In the Future of Voice AI series of interviews, I ask three questions to my guests:
- What problems do you currently see in Enterprise Voice AI?
- How does your company solve these problems?
- What solutions do you envision in the next 5 years?This episode’s guests are Klemen Simonic, Co-Founder & CEO at Soniox, and Kwindla Hultman Kramer, Co-Founder & CEO at Daily.
Klemen Simonic is the CEO and Co-Founder of Soniox, where he leads the development of advanced voice AI models built for real-world performance. He brings over 16 years of experience across industry and academia, with a deep focus on artificial intelligence. He has worked on cutting-edge AI systems at Facebook, Google, Stanford University, and the University of Ljubljana. Klemen has been developing AI technologies since his undergraduate years, spanning speech, language, and large-scale knowledge systems.
Kwin is CEO and co-founder of Daily, a developer platform for real-time audio, video, and AI. He has been interested in large-scale networked systems and real-time video since his graduate student days at the MIT Media Lab. Before Daily, Kwin helped to found Oblong Industries, which built an operating system for spatial, multi-user, multi-screen, multi-device computing.
Recap Video
Takeaways
Voice AI adoption is slow because real-time transcription still breaks on the most basic parts of a customer call.

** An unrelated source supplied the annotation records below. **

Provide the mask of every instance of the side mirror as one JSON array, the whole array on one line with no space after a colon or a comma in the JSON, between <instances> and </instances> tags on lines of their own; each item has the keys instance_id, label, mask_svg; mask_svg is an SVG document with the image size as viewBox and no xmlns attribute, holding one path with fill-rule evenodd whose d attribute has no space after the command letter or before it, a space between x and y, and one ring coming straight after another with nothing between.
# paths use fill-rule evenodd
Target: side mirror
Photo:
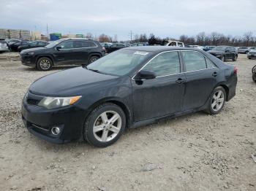
<instances>
[{"instance_id":1,"label":"side mirror","mask_svg":"<svg viewBox=\"0 0 256 191\"><path fill-rule=\"evenodd\" d=\"M147 70L141 70L137 74L135 79L150 79L156 77L156 74L154 72Z\"/></svg>"}]
</instances>

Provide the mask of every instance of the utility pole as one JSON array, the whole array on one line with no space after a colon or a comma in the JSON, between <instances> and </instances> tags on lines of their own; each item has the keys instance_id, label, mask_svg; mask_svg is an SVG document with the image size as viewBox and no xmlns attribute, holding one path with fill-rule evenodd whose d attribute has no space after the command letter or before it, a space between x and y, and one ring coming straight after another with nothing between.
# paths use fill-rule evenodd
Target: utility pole
<instances>
[{"instance_id":1,"label":"utility pole","mask_svg":"<svg viewBox=\"0 0 256 191\"><path fill-rule=\"evenodd\" d=\"M49 30L48 30L48 24L46 24L46 31L47 31L47 40L49 40Z\"/></svg>"}]
</instances>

Real growth is happening quietly inside call centers, but teams won’t scale until transcription stops causing cascading errors.
Even the top models fail on emails, addresses, and alphanumerics, which are the single points of failure in most B2B workflows.
Consumer-grade demos hide the reality that long, multi-turn conversations still fall apart without rigorous context control.
POC to production fails not because of LLMs, but because engineering teams underestimate context management.
A universal multilingual model can outperform single-language models by transferring entity knowledge across languages.
Mixed-language conversations are the norm worldwide, and current systems break the moment a user switches language.
Latency, accuracy, and cost must be solved at the same time; optimizing only one kills the use case.
Feeding both sides of the conversation into STT gives models more context and improves accuracy.
Domain-specific accuracy matters far more than general accuracy, and most models still fail in specialized environments.
Industry “context boosting” tricks are hacks that break at scale; native learned context inside STT is the only path forward.
Punctuation and intonation directly shape LLM reasoning, and stripping them for speed creates silent failure modes.
Voice AI is shifting from speech-to-text to full speech understanding, and models that don’t evolve won’t survive.
The future points toward fused audio plus LLM architectures that remove the brittle STT handoff entirely.